Though soft-spoken, he had taken what was for him an adamant stand, and Danyilyn could not dismiss it lightly.

“You… really think we should do it?” she asked, her wrath fading.

“I do. But… I have a question.”

“Ask it,” Pelmen said quickly.

“Queen Ligne knows your face, and the two of you did not part as friends. How do you intend to survive long enough to play this piece before her?”

“Ah.” Pelmen smiled. “The Talith role is obviously that of a fool.

Correct?”

“Certainly.”

“That’s how I’ll play him, then. In the white face of a fool.”

“You’ll wear it at all times within the walls?”

“Exactly.”

Yona Parmi nodded. “Might work.”

“Fine.” Gerrig smiled, clapping his giant palms and wringing his hands in anticipation. “We’ll take our time and do it right. By late spring we’ll be ready to ”

“I want to premiere it at the Pleclypsa Winter Festival,” Pelmen interrupted.

“The Pleclypsa Winter Festival!” Gerrig roared, aghast. “That opens next week. Every troupe in the region will be competing ”

“And so will we.”

“There isn’t enough time,” the beefy performer bellowed.

“There is if we start in the morning,” Pelmen shot back. He glanced around at the once proud troupe, now clothed in threadbare garments.

“That is, unless you prefer the soup scenario to the kitchens of the Imperial House.”

Gerrig swallowed hard, then looked down at his copy of the script, handwritten in Pelmen’s familiar looping scrawl.

Then he looked back up. “If anyone wants me, I’ll be in my wagon. I’ve a lot of lines to learn. The rest of you had better do the same.” The man turned and lumbered off in the direction of his wagon. Heeding his good advice, the remainder of the troupe dispersed to their own rolling homes. Danyilyn, however, lingered long enough to regard Pelmen with friendly suspicion.
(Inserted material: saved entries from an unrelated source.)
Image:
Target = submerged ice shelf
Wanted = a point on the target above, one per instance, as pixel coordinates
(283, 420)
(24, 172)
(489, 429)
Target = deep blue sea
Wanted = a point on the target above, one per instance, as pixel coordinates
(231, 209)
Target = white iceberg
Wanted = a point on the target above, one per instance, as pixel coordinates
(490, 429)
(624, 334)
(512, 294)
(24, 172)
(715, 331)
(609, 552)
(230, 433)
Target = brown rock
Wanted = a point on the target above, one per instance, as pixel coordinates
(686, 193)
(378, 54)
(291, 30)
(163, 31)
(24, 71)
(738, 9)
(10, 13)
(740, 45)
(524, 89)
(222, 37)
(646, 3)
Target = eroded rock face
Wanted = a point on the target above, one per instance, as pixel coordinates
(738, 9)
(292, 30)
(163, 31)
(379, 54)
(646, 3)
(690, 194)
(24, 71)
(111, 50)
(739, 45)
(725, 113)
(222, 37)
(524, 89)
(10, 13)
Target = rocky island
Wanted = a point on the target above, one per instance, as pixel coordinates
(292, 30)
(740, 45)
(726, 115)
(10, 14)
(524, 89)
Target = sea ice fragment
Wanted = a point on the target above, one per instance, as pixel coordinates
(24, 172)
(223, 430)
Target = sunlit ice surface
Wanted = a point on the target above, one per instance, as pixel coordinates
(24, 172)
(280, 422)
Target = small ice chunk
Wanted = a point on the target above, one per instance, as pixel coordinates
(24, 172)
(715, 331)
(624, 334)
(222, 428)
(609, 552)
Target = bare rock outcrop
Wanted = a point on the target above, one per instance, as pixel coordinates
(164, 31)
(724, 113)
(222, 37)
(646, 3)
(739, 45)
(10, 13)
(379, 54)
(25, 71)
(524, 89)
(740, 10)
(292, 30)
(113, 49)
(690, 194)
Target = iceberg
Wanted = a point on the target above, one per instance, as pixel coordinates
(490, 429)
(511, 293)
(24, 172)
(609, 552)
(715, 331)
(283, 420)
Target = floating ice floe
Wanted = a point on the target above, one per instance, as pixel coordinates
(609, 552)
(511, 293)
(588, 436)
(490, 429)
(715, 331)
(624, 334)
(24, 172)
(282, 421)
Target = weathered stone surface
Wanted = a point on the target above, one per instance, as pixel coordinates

“I know you. You didn’t write this to please Ligne.”

“I didn’t?” he responded blankly.

“You’re up to something,” she went on. “And I’m going to find out what.” That said, she tucked her script under her arm and strolled away.

“Shell not do it easily, if she does,” muttered Yona Parmi, as he joined Pelmen. “Nor, I imagine, will I.”

“What are you talking about, Yona?” Pelmen asked innocently.

“I thought not,” Yona grumbled good-naturedly. “Your couch still awaits you,” he said, referring to the fact that he and Pelmen usually shared a wagon whenever the wanderer chose to put in an appearance. As they walked toward it, he was planning his first questions. It would take time, but he would find out.

After a week so busy it seemed to sprint past without being noticed, Yona Parmi had learned much about Pelmen’s role in the events of the last year. He was no closer, however, to discovering Pelmen’s purpose in rejoining the troupe. The playwright could be exceedingly stubborn when he chose to be. Still, Yona hadn’t given up trying.